The death of Lilie James is among a number of suspected domestic violence cases in recent months.

The death of Lilie James is among a number of suspected domestic violence cases in recent months. Photo: AAP

Deaths of women in suspected acts of domestic violence have cast a shadow over the months leading up to International Women’s Day.

In October, 21-year-old water polo coach Lilie James was found dead in a Sydney school, believed to have been murdered by her 24-year-old partner.

A 44-year-old man was charged with murder after his wife was found dead at a property south of Brisbane in February.

One month earlier, a 42-year-old man was charged with murder in after his 65-year-old mother died following an alleged arson attack.

According to research group Counting Dead Women Australia, 64 were killed in incidents of violence against women and on Friday, people across Australia will remember those lost and those who survived.

Environment Minister Tanya Plibersek will attend an International Women’s Day event in Sydney with her daughter Anna Coutts-Trotter, a survivor of sexual and domestic violence.

Coutts-Trotter began experiencing violence in her relationship when she was 15. In 2019, Plibersek chose not to run for the Labor Party leadership because her daughter was appearing as a witness in court during a legal action relating to the abuse.

“He was emotionally, physically, financially and sexually abusive,” Coutts-Trotter said.

“I became a shell of myself.”

The effects of abuse extend far beyond physical and mental harms.

Domestic and family violence was the leading cause of homelessness for women, with nearly half of those seeking homelessness assistance citing it as a reason, a report from Homelessness Australia found.

And the number of them that have been forced to sleep rough, in cars or couch surf after receiving support has at least doubled over the previous decade.

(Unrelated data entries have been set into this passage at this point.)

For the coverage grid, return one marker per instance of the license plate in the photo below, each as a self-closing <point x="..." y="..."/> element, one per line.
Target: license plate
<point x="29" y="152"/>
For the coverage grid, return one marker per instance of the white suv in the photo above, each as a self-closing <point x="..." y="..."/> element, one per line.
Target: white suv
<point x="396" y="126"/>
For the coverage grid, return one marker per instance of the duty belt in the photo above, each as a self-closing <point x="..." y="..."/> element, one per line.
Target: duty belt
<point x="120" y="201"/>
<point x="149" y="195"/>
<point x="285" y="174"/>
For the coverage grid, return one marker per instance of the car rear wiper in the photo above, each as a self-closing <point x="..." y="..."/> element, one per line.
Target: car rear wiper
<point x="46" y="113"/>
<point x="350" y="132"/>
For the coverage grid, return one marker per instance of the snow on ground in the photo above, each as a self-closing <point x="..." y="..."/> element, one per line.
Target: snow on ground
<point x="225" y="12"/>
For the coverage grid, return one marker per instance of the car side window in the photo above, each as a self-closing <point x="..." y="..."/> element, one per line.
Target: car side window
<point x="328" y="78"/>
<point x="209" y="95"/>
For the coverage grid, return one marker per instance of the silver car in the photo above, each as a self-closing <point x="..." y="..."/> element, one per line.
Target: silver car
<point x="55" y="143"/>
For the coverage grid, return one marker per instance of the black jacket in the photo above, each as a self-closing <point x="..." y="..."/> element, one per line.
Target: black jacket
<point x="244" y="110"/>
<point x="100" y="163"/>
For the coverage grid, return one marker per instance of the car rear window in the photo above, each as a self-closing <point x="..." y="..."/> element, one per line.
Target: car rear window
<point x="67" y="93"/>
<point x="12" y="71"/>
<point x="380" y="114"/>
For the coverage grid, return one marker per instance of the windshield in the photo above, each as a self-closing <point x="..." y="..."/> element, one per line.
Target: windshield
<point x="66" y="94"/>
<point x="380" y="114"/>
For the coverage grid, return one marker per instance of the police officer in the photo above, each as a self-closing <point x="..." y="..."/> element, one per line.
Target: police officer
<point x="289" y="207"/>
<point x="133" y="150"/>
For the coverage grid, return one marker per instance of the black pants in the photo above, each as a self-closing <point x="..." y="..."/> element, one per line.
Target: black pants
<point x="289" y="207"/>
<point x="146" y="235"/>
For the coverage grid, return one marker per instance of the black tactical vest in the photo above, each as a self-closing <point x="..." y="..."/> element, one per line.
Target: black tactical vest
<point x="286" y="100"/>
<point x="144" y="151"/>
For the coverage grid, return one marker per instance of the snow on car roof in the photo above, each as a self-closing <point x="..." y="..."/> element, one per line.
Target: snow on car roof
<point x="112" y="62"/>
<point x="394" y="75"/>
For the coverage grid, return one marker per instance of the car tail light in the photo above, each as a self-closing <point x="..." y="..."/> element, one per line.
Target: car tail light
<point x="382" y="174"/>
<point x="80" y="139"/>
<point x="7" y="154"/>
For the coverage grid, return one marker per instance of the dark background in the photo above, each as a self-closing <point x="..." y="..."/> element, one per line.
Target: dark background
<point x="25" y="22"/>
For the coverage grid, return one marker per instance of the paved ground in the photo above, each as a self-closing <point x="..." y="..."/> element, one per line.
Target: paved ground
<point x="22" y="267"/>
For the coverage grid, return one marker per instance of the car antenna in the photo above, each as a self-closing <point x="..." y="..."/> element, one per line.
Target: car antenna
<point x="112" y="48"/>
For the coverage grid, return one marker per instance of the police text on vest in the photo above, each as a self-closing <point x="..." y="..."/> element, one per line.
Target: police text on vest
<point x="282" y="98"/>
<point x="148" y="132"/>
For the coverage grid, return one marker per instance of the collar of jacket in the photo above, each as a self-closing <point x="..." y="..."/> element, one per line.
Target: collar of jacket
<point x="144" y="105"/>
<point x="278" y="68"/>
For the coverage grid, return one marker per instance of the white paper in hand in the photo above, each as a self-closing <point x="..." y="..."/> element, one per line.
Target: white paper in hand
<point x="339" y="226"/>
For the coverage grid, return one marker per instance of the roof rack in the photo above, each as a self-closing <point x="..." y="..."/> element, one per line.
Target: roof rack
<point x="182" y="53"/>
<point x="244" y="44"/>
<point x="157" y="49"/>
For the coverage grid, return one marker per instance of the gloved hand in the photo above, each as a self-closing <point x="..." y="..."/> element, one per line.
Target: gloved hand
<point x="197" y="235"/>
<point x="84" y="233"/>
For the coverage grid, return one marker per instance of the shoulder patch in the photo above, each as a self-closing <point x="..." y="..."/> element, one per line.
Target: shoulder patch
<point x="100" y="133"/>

Part of this could be attributed to the property market’s male skew.

According to CoreLogic, women are more likely to own residential property with someone else, while men had a higher rate of sole ownership.

This tends to even out as populations age, but CoreLogic report author Eliza Owen said this could cause issues.

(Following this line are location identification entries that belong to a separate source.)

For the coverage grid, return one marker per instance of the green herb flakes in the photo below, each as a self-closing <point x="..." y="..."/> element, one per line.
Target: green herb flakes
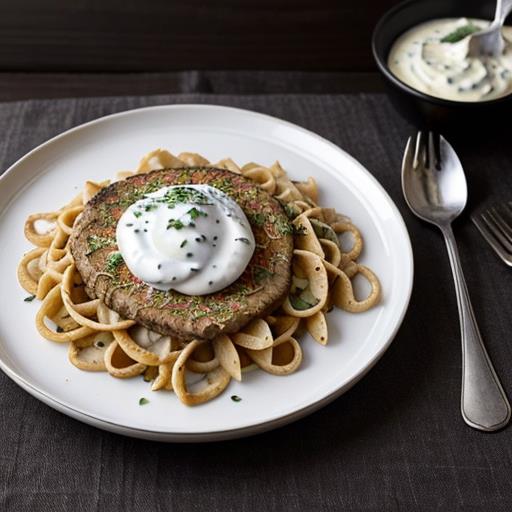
<point x="95" y="242"/>
<point x="113" y="262"/>
<point x="460" y="33"/>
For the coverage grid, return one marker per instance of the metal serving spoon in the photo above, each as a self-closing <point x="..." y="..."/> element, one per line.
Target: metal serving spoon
<point x="435" y="189"/>
<point x="490" y="42"/>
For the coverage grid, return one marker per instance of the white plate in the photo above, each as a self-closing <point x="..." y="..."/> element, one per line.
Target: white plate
<point x="51" y="174"/>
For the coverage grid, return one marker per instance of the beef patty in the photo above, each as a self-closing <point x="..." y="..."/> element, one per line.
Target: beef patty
<point x="260" y="289"/>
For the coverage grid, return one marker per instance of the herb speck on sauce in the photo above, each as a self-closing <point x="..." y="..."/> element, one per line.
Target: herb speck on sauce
<point x="162" y="241"/>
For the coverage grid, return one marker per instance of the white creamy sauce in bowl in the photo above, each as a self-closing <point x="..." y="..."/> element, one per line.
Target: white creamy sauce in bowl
<point x="193" y="239"/>
<point x="433" y="58"/>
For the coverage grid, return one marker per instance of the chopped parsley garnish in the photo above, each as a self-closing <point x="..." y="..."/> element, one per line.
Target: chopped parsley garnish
<point x="95" y="242"/>
<point x="184" y="195"/>
<point x="113" y="262"/>
<point x="460" y="33"/>
<point x="257" y="219"/>
<point x="195" y="213"/>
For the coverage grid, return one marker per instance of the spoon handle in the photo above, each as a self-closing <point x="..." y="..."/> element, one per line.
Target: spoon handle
<point x="484" y="405"/>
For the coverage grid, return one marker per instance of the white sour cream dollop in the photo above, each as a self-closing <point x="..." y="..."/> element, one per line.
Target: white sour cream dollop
<point x="444" y="69"/>
<point x="190" y="238"/>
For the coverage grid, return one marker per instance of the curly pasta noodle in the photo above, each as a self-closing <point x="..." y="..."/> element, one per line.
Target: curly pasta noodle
<point x="99" y="340"/>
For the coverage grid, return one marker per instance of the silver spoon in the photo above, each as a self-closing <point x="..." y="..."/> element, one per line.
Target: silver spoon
<point x="490" y="42"/>
<point x="435" y="189"/>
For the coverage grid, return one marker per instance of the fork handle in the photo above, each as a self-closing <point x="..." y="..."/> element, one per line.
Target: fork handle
<point x="484" y="405"/>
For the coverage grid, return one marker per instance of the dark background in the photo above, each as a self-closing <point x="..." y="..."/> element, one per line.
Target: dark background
<point x="58" y="48"/>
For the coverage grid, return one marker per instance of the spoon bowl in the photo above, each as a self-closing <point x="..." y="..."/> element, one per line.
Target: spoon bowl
<point x="435" y="188"/>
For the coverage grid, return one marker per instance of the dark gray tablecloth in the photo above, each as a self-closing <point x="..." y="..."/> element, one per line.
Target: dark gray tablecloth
<point x="396" y="440"/>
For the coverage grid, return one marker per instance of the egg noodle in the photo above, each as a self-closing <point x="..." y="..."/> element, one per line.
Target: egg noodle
<point x="99" y="340"/>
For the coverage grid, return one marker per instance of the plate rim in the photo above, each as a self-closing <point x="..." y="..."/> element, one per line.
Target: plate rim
<point x="255" y="428"/>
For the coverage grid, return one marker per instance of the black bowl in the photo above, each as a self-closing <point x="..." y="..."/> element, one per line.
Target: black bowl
<point x="422" y="109"/>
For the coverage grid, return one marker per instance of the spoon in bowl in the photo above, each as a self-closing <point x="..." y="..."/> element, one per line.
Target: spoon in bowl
<point x="490" y="42"/>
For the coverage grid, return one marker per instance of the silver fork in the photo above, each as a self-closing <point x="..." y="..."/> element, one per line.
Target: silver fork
<point x="495" y="225"/>
<point x="435" y="189"/>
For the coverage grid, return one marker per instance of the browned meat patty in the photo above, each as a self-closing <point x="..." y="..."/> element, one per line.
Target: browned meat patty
<point x="259" y="290"/>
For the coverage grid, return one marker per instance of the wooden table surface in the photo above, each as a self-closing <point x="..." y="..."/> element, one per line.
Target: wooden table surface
<point x="59" y="48"/>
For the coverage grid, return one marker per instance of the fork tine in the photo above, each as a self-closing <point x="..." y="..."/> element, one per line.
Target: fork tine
<point x="431" y="154"/>
<point x="408" y="159"/>
<point x="419" y="151"/>
<point x="496" y="231"/>
<point x="500" y="220"/>
<point x="491" y="240"/>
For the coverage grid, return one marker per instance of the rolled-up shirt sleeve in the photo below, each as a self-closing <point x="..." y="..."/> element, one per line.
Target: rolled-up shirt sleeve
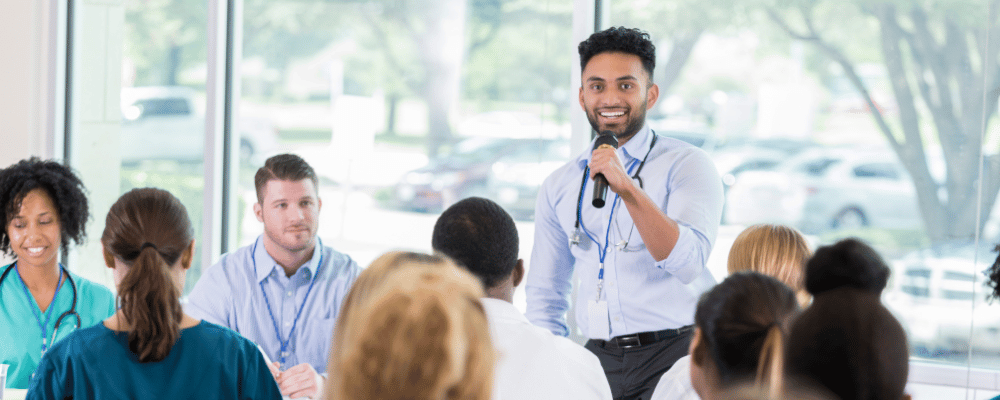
<point x="694" y="201"/>
<point x="550" y="271"/>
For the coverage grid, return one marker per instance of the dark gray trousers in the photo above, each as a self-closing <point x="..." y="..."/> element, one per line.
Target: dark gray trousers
<point x="634" y="372"/>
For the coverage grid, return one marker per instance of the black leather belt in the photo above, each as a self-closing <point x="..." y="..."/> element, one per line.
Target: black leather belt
<point x="644" y="338"/>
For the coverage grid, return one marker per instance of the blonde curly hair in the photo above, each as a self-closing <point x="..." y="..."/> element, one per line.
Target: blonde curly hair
<point x="412" y="332"/>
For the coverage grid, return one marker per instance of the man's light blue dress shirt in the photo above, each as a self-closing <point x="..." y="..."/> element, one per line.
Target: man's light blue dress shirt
<point x="230" y="294"/>
<point x="642" y="294"/>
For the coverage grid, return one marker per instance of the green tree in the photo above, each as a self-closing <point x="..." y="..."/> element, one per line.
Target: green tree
<point x="942" y="63"/>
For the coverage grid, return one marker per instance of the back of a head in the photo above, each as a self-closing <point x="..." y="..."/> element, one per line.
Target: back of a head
<point x="479" y="235"/>
<point x="285" y="167"/>
<point x="847" y="263"/>
<point x="619" y="40"/>
<point x="149" y="231"/>
<point x="993" y="274"/>
<point x="743" y="321"/>
<point x="422" y="334"/>
<point x="774" y="250"/>
<point x="847" y="342"/>
<point x="372" y="277"/>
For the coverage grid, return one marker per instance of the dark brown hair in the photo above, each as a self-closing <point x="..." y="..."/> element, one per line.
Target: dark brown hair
<point x="743" y="323"/>
<point x="285" y="167"/>
<point x="148" y="229"/>
<point x="849" y="343"/>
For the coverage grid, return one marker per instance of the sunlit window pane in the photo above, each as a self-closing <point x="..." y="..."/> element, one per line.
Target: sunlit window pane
<point x="850" y="119"/>
<point x="163" y="104"/>
<point x="405" y="107"/>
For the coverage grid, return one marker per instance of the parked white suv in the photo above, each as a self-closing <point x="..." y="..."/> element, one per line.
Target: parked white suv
<point x="940" y="297"/>
<point x="827" y="188"/>
<point x="166" y="123"/>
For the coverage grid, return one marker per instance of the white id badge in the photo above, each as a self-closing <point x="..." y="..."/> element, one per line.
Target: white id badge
<point x="597" y="315"/>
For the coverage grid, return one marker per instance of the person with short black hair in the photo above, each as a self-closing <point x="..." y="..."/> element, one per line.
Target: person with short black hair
<point x="284" y="291"/>
<point x="150" y="348"/>
<point x="993" y="274"/>
<point x="774" y="250"/>
<point x="534" y="364"/>
<point x="847" y="341"/>
<point x="640" y="259"/>
<point x="43" y="207"/>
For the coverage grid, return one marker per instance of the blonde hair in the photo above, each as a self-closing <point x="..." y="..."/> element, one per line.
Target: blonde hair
<point x="412" y="332"/>
<point x="775" y="250"/>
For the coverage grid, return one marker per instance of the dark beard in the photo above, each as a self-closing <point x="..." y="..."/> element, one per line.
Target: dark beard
<point x="633" y="127"/>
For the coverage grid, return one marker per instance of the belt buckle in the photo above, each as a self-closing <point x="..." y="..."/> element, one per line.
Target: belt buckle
<point x="628" y="342"/>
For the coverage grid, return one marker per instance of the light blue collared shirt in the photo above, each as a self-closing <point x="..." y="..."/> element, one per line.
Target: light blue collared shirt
<point x="642" y="294"/>
<point x="230" y="294"/>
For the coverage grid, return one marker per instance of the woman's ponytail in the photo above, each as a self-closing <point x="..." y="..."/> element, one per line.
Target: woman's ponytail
<point x="149" y="303"/>
<point x="149" y="231"/>
<point x="770" y="366"/>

“Presumably the gender-based home-ownership gap closes in part due to the formation of couples and family households,” she said.

“While the pay gap between men and women becomes less important for mixed-gender couples, it may pose potential risks during relationship breakdowns.”

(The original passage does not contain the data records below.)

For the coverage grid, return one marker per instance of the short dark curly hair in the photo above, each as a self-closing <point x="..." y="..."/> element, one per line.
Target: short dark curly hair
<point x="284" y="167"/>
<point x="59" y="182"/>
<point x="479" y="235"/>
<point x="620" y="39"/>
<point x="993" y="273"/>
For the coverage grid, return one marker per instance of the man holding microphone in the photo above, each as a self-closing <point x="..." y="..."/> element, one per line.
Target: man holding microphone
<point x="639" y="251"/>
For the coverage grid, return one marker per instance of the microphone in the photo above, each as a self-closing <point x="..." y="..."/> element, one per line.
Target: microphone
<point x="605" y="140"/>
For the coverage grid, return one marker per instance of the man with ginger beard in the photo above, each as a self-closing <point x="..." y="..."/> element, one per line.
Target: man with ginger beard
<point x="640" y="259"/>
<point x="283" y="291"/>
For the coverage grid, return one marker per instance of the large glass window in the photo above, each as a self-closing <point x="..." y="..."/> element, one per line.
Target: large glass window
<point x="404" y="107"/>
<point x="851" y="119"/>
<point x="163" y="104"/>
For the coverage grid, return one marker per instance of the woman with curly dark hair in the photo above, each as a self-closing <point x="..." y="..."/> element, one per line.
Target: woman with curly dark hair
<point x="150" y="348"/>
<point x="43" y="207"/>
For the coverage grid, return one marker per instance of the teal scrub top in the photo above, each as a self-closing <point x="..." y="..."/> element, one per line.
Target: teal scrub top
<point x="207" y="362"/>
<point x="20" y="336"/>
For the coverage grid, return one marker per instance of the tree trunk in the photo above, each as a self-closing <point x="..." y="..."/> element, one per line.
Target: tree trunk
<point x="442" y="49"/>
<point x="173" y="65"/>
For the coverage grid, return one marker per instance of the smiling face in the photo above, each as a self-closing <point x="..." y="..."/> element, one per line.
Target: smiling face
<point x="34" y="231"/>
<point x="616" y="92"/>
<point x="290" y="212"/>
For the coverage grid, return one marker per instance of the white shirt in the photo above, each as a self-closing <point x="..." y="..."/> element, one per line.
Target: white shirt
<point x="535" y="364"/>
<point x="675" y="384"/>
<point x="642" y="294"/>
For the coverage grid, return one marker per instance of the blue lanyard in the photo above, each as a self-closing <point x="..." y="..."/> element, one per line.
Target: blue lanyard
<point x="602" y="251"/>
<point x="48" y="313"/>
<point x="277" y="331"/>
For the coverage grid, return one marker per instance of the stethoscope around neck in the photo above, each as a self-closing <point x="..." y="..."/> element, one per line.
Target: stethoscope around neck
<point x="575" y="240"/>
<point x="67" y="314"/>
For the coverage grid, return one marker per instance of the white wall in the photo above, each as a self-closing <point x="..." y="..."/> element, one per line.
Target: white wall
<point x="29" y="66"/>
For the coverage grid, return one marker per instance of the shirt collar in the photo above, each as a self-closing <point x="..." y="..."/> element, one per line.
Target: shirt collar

As a result, the federal government has focused on the safety and success of women ahead of International Women’s Day.

On Thursday it announced women would be paid super on government-funded paid parental leave, as part of a gender-equality strategy.

In recent months the government has also unveiled a text line for women to discretely contact domestic violence service 1800RESPECT and also introduced 10 days of paid family and domestic violence leave in 2023.

“We are focused on ending violence against women and children, and ensuring those impacted are able to access the support and recovery assistance they need to lead a safe and fulfilling life,” Social Services Minister Amanda Rishworth said.